Evo Morales tiene hasta un 60 por ciento de intención de voto de los ciudadanos, según las encuestas, en tanto que su principal competidor, el líder democrático Samuel Doria Medina, cuenta apenas con 17 por ciento y en un lejano tercer lugar se ubica el expresidente y también demócrata Jorge Quiroga, con solo el 6 por ciento de la preferencia de los electores bolivianos.

Sin embargo Evo Morales no se satisface con esa amplia ventaja y ha declarado que su objetivo es imponerse con las tres cuartas partes de los votos, exactamente con el 74 por ciento, según dijo en una entrevista al periodista internacionalista Andrés Oppenheimer. Al parecer Evo Morales quiere superar a los demás gobernantes izquierdistas que hay en América Latina que han sido elegidos o se han impuesto (en algún caso hasta por medio del fraude, como Daniel Ortega en Nicaragua) con el 60 por ciento o un poco más de los sufragios.

Las elecciones que se realizan en Bolivia bajo el régimen de Evo Morales y su partido Movimiento al Socialismo, no son justas, libres y transparentes, debido al control político que ejerce el presidente boliviano sobre el Tribunal Supremo Electoral; y por el ventajismo de usar para su campaña electoral todos los recursos del Estado, mientras que se imponen restricciones de toda clase a las campañas de los partidos y candidatos de la oposición.

Sin embargo es innegable que Evo Morales tiene el apoyo de la mayoría de la población y de los electores de Bolivia. Para lograrlo le ha servido mucho haber tomado distancia de los sistemas de los gobiernos izquierdistas más radicales, de Cuba y Venezuela, al mismo tiempo que mantiene con ellos una comunión ideológica plena y coincidencia total en sus políticas internacionales, sobre todo en lo que se refiere a la obsesión de atacar a Estados Unidos y Europa por cualquier motivo.

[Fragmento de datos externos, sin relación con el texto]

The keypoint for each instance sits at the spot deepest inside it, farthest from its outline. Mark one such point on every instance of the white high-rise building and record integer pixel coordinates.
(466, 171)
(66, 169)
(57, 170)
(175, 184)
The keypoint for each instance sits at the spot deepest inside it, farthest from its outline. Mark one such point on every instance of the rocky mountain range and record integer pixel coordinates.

Sin renunciar a sus fines de establecer en Bolivia una sociedad socialista de orientación marxista con un raro componente indigenista, Evo Morales no se da prisa, ha dejado a un lado sus iniciales actitudes radicales y las ha sustituido con una manera pragmática y oportunista de gobernar, lo cual le ha reportado magníficos resultados.

Para satisfacción de Daniel Ortega que le ha dado el ejemplo, Evo Morales cambió su estrategia de enfrentar radicalmente a la empresa privada y sectores intermedios de la sociedad boliviana (lo que condujo al país a situaciones de extrema violencia e incluso a la amenaza de secesión del oriente del país), por un mecanismo de diálogo permanente con la cúpula empresarial que atiende el vicepresidente de la República, quien se reúne con ella hasta dos veces por semana. “El empresario que diga ahora que no está ganando plata miente. El país ha alcanzado una estabilidad económica impresionante”, declaró un empresario agropecuario que no hace mucho era un enconado opositor al gobierno de Evo Morales.

Además, amplios sectores populares se sienten satisfechos con los programas sociales y las dádivas clientelistas de Evo Morales, lo que explica su alta popularidad política y su, por ahora, invencibilidad electoral.